Siemens Home Connect uygulaması sayesinde daha fazla leke türünü ve bunlar için geliştirilmiş özel programları keşfetmek de mümkün. Yani sadece “lekeyi çıkar” demekle kalmıyor, sizin için en doğru yıkama programını da otomatik olarak öneriyor.
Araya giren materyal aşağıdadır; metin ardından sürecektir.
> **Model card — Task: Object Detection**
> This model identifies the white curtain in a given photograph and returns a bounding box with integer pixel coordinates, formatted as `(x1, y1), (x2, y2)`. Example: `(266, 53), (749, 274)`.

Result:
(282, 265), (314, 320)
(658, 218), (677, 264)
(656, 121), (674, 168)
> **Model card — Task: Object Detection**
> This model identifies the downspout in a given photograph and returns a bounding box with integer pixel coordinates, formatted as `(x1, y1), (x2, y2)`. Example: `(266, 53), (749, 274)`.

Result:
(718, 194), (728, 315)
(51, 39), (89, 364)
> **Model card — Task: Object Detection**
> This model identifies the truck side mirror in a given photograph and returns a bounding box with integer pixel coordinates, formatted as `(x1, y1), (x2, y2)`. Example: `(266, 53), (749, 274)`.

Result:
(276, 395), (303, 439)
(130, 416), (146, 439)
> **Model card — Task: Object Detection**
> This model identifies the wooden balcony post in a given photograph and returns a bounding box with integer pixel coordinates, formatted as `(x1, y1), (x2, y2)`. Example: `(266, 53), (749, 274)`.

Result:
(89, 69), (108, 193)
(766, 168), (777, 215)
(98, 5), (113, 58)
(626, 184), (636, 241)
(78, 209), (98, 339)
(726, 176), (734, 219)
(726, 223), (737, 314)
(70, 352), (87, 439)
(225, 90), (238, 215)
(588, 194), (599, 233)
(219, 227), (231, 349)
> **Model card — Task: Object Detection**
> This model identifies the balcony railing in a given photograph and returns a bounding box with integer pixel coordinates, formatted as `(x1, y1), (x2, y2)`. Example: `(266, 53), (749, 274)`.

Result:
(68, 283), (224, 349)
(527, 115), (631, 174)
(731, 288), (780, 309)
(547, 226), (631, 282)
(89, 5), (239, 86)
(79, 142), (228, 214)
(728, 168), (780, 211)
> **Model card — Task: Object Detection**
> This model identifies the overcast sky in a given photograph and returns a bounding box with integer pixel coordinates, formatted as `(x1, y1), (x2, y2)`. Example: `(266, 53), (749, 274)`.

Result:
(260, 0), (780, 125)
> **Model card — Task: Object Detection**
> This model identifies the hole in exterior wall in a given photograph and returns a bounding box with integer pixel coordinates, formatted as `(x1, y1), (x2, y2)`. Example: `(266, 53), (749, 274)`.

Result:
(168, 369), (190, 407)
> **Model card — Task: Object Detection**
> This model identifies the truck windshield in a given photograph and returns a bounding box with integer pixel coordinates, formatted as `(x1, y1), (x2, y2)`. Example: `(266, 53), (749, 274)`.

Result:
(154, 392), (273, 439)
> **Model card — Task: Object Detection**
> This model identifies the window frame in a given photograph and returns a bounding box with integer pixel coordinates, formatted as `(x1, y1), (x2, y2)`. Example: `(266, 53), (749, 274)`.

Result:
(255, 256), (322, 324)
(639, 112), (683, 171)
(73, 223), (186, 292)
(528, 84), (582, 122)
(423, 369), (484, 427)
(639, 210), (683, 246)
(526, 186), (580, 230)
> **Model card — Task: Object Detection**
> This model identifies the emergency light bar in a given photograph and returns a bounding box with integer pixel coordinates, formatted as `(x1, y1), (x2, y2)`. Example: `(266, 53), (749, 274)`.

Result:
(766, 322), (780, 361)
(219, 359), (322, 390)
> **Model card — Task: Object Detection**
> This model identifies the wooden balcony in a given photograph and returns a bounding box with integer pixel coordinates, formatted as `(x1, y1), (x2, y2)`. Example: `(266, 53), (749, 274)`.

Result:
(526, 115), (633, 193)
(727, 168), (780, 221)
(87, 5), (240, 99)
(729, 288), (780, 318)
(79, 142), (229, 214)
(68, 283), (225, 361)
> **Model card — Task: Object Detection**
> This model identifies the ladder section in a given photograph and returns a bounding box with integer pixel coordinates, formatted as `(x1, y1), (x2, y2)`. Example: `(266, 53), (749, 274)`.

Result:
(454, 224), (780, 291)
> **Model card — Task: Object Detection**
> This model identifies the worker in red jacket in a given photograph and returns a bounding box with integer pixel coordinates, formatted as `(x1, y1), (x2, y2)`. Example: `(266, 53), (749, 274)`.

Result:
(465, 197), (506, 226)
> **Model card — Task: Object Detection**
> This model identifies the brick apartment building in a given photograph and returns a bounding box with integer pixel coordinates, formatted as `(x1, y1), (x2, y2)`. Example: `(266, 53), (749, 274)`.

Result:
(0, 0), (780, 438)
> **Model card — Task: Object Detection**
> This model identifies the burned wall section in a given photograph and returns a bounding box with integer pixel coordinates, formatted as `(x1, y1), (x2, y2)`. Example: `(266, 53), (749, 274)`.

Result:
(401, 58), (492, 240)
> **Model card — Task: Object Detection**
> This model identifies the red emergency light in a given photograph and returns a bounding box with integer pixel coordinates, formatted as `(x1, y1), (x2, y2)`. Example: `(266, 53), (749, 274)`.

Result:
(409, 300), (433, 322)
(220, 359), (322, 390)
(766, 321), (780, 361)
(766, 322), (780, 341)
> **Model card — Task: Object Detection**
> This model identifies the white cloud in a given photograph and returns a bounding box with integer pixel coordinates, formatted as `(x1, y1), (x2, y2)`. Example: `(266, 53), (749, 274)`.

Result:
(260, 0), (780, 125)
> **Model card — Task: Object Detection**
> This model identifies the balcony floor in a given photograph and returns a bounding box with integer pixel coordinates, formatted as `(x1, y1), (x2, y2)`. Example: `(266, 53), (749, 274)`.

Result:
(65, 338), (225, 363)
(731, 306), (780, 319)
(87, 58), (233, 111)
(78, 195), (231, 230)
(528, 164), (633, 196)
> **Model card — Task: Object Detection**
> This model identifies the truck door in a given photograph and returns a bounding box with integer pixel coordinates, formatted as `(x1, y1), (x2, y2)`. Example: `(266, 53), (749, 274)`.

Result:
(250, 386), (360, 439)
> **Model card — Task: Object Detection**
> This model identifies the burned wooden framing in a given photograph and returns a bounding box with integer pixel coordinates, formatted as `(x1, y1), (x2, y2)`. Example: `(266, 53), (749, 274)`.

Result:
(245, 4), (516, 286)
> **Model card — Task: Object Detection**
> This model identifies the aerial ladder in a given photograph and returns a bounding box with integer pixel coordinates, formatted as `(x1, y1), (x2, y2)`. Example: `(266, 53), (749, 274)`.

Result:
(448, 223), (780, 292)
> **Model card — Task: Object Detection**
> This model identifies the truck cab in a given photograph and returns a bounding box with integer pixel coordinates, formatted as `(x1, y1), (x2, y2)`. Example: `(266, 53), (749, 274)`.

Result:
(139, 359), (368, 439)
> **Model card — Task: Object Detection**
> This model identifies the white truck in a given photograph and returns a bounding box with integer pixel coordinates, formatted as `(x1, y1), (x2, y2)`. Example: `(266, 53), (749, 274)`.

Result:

Böylece hem lekelerle uğraşmak zorunda kalmıyor hem de giysilerinizin ömrünü koruyorsunuz. 

Artık çocuğunuza yemek yedirirken dökülen yemek lekeleri, kahve kazaları ya da mutfakta sıçrayan yağ lekeleri sizi endişelendirmiyor. stainRemoval, günlük hayatın getirdiği küçük sürprizlere karşı en güvenilir yardımcınız oluyor. 

Siemens iQ500 çamaşır ve kurutma makineleri, artık sadece kıyafetlerinizi temizleyen makineler değil; size zaman, konfor ve güven veren akıllı iş ortaklarınızdır. Ütüye harcadığınız vakti kendinize ayırın, lekelerle uğraşmayı unutun ve teknolojinin yaşam alanınıza uyumunun keyfini yaşayın.

*Bu yazı Siemens’in katkılarıyla hazırlanmıştır.